Monday, October 18, 2010

Does NFL Football Need a Pope?

I get that standards of dress have relaxed over the years. My dad, born in the mid-thirties, says he and his family always used to put on suits and ties to go to the doctor's. And if you can rely on old movies, no one went outside without a jacket or hat from the dawn of hats (which some experts place at the first time a chinchilla died on the head of a particularly sedentary neolithic man) until about 1960. But things are changing, even in church. In an era where churches can't afford to force people to be uncomfortable in the already uncomfortable pews, the dress codes are relaxing.

Regardless of this faltering standard of dress, people seem to make an effort to do something to spruce up in church: jeans and not shorts in the summer; maybe a sports jacket over the golf shirt for the older chaps. You know, a hat tip to the people's respective version of the Almighty. Just a kind of, "Hey, God. You hooked up the world with . . . you know . . . being a world, and stuff, so the least we could do is not come in with our knobby, hairy knees jutting out all over the place."

But I am baffled these days, watching the faithful shuffle in under the ringing bells on Sundays. Have we actually allowed the football jersey to replace the suit jacket? I can't believe the numbers of folks who wear their teams' gear to worship -- presumably worship of the deity to whom they have committed and not the team to which they have committed. But it does look foggy.

I'm not making a cry for return to tradition. In fact, I hate dressing up and I have said elsewhere that I would prefer to see symphony orchestras in jeans and T-shirts. But, honestly, this all shows sort of a spooky split in faith. For believers, half of Sunday goes to the heavens and half goes to football? (Actually, if we are talking time, more than half goes to football -- maybe five times as much.) Man, if that doesn't say something about American sensibilities, I don't know what does. I mean, people actually "dress up" in their football regalia to go to church, now.
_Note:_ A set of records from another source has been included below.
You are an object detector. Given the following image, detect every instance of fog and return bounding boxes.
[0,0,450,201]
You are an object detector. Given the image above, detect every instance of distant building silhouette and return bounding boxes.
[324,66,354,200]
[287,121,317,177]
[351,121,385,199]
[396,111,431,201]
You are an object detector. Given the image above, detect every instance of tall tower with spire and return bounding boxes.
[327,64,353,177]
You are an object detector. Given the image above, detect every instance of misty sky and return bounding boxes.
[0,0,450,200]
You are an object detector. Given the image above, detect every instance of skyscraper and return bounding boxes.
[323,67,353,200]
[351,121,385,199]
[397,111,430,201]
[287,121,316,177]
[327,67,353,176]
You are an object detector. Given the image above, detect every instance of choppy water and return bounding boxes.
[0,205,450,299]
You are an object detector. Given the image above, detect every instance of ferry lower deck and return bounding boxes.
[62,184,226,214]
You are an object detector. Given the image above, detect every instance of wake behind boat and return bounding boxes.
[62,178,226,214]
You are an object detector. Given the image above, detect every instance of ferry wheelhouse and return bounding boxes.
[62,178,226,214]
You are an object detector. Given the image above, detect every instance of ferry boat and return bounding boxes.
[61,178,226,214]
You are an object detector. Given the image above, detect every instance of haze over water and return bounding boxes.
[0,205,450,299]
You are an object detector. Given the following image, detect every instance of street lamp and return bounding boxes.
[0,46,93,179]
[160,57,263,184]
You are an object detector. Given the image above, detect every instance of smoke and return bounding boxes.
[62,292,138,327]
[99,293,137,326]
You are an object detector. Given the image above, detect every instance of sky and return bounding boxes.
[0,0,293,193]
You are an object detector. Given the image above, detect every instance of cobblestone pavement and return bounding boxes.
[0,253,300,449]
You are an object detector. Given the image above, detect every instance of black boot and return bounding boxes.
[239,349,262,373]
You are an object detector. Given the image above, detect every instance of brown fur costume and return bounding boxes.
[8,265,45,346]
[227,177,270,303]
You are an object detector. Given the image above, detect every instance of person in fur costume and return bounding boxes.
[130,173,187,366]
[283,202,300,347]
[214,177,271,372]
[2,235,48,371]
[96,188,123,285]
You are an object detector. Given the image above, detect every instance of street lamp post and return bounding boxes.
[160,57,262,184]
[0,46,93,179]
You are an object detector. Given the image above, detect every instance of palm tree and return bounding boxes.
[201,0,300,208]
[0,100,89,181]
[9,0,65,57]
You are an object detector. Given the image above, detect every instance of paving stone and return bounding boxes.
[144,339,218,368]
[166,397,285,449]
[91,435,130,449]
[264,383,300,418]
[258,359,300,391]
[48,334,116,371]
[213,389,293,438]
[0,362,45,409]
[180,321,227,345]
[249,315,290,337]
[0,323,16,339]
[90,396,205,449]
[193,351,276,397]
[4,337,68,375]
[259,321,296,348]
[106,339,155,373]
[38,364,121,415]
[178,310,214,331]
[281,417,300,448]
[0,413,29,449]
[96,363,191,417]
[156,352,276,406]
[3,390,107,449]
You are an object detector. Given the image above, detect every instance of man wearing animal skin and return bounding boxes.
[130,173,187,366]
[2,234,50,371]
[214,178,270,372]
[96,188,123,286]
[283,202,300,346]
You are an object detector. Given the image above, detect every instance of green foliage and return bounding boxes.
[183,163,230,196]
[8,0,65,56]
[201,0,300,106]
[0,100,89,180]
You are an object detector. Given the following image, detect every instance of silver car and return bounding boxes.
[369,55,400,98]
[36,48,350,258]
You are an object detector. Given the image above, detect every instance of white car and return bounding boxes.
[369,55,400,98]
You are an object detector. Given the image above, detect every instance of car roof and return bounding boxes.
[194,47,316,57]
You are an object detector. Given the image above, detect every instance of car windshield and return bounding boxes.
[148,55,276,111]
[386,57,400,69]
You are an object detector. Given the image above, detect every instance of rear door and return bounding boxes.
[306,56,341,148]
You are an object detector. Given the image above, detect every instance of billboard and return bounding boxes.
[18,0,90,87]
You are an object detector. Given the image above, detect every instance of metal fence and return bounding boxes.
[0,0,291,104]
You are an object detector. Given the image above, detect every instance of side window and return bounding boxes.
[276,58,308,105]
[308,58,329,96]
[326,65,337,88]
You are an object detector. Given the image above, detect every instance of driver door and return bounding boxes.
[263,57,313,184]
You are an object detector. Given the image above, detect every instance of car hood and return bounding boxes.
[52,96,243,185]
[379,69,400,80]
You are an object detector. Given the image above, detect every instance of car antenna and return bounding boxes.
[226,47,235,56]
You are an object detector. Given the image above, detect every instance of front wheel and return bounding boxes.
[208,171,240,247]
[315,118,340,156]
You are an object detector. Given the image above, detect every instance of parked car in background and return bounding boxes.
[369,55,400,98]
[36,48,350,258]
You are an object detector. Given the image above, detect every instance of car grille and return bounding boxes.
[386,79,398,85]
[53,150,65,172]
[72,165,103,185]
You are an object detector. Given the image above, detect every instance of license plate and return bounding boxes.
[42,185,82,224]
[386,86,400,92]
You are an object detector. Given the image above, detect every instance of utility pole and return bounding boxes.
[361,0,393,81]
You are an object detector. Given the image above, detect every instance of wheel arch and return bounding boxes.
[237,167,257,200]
So let's organize this -- just give football its own Supreme Pontiff. Then we can make people choose between football and their current faith. It could be the new schism. Henceforth, we could work out the problems with the pigskin instead of the sword. Of course, we will have to add football strategy to the curriculum in the seminaries of the world. Does anyone know a priest or minister who can throw a guided missile through a defensive line?